Il faut la voir sautiller sur une jambe pour éviter de salir le reste du plancher fortement encadré de rouge. De peine et de misère, elle se rend au salon, s’assèche, puis revient à la cuisine et achève la jetée en épongeant tout le fatras. 

- Oh, je ne veux pas qu’Éric s’aperçoive du dégât que je viens de causer! gémit-elle, complètement découragée. Et là, ses épaules s’affaissent en voyant son piètre résultat. 
- Ça va toujours à ton goût, Maggie? crie encore son mari.
- Oui, oui........Seigneur, marmonne-t-elle, j’ai bariolé les murs de coups de rouleau, j’ai saboté le plancher, j’ai tout gâché, c’était censé être beau! Et en plus, j’ai menti à mon toutou d’amour,  je me sens tellement triste.

Et la pauvre Maggie, le visage embrouillé de picots rouges, ressemble à une ado infestée d’acné. Quant à ses mains ensanglantées de peinture, on dirait qu’elle vient d’égorger un porc. Et tant qu’à faire, une couette de cheveux a trempé dans le gallon qu’elle vidait tantôt. 

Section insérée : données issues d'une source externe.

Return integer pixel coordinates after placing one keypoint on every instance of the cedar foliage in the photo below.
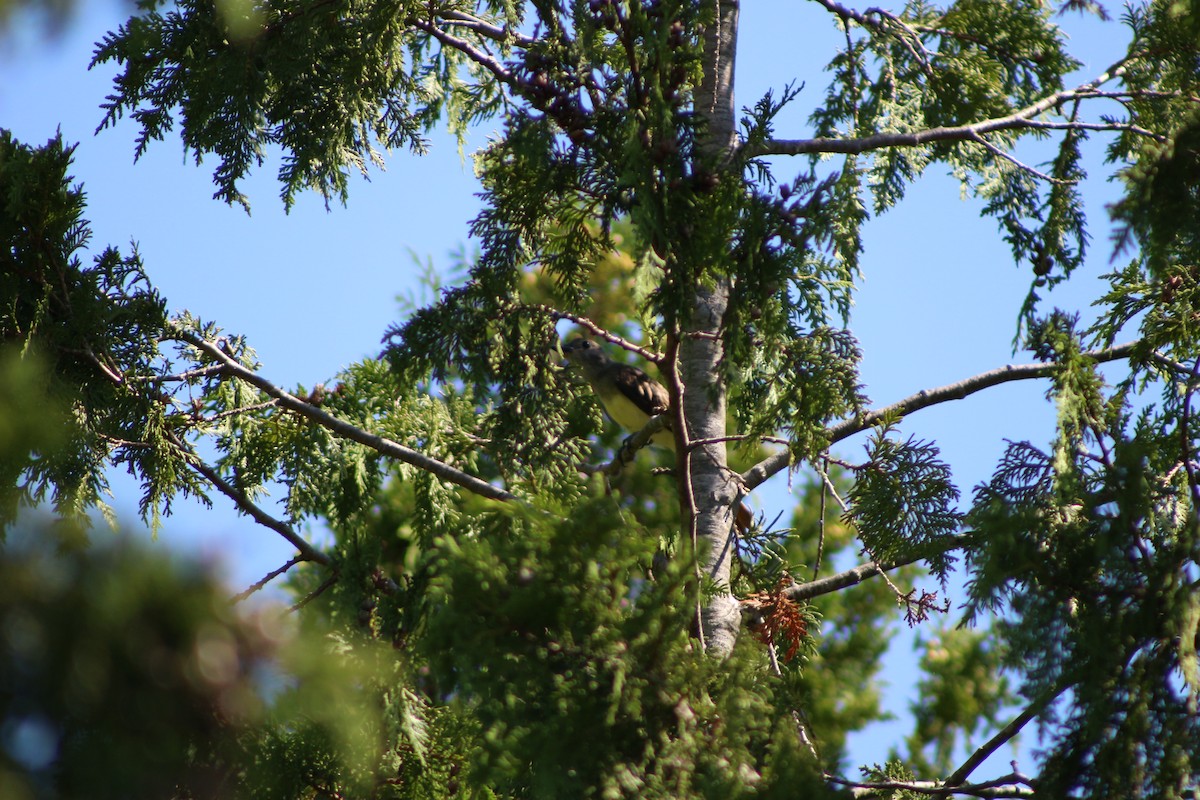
(492, 620)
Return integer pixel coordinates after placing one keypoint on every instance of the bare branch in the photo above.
(270, 576)
(592, 328)
(857, 575)
(925, 398)
(347, 431)
(307, 552)
(487, 30)
(1009, 786)
(1021, 119)
(978, 757)
(475, 54)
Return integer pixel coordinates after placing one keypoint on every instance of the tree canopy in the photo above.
(516, 601)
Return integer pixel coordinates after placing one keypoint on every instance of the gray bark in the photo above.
(712, 488)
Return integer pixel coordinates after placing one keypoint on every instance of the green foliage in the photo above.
(545, 645)
(593, 686)
(327, 82)
(963, 695)
(903, 503)
(87, 326)
(121, 672)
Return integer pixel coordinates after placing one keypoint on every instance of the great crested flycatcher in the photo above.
(630, 397)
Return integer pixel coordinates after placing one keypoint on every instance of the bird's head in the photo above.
(585, 354)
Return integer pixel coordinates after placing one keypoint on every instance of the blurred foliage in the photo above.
(449, 645)
(121, 671)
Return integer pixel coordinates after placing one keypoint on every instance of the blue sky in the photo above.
(313, 290)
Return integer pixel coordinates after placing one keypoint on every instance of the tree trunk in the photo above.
(700, 356)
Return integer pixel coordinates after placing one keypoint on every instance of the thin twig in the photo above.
(316, 593)
(307, 552)
(978, 757)
(270, 576)
(341, 427)
(1019, 119)
(479, 56)
(928, 397)
(857, 575)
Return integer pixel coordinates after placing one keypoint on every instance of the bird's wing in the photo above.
(648, 395)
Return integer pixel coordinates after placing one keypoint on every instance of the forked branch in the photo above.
(928, 397)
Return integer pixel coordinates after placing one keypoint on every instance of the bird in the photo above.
(630, 397)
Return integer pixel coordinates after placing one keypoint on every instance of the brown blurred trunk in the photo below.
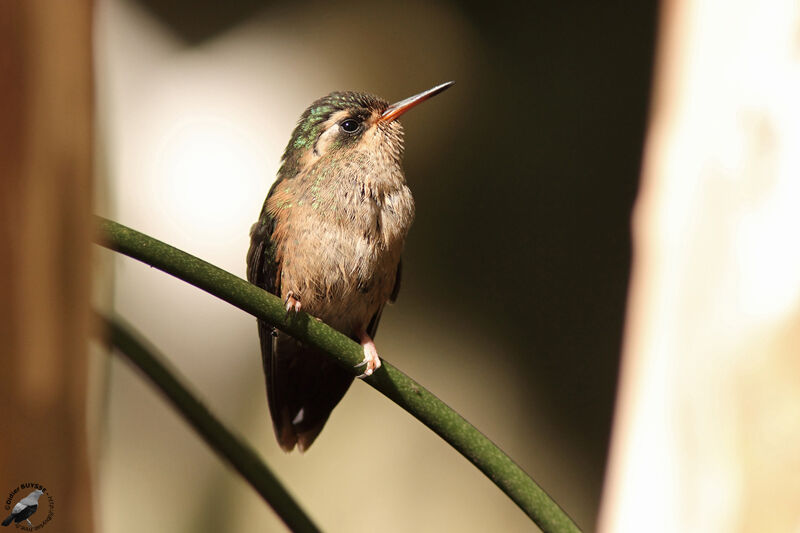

Or, entre temps, Éric entre silencieusement dans la cuisine, regarde partout, mais se tait en apercevant sa petite biche assise par terre, adossée aux portes du comptoir, son front appuyé sur ses genoux repliés et qui pleure. Il s’agenouille et la prend dans ses bras.

- Tu triches, Éric, tu ne devais pas venir dans la cuisine avant que j’aie fini, sanglote-t-elle, abattue. À part de ça, je viens de découvrir que c’est bien plus difficile que je pensais. Et après avoir compris ça, je me sentais très coupable de t’avoir dit que je te seconderais! Et ce qui est pire c’est moi qui t’ai demandé de repeindre. 
- Voyons, Maggie! Bon, d’accord tu as quand même posé un peu de peinture sur les murs, la taquine-t-il, mais à quoi ça sert de te faire de la peine comme ça, hein? Allez un petit sourire! 
- Hum, hum, sourit-elle, en le regardant. Mais je n’ai pas eu le temps d’aller sur le Net pour apprendre. 
- Tutttttt! Tuttttt! Tuttt! C’est quoi l’Essentiel, là, ici? 
- Nous deux?
- Tope-là, en plein dans le mille, ma biche. Et tu sais quoi, moi aussi je trouve que c’est une rude corvée et si on compare mon travail avec le tien, je crois que l’on est tous les deux champions du barbouillage. 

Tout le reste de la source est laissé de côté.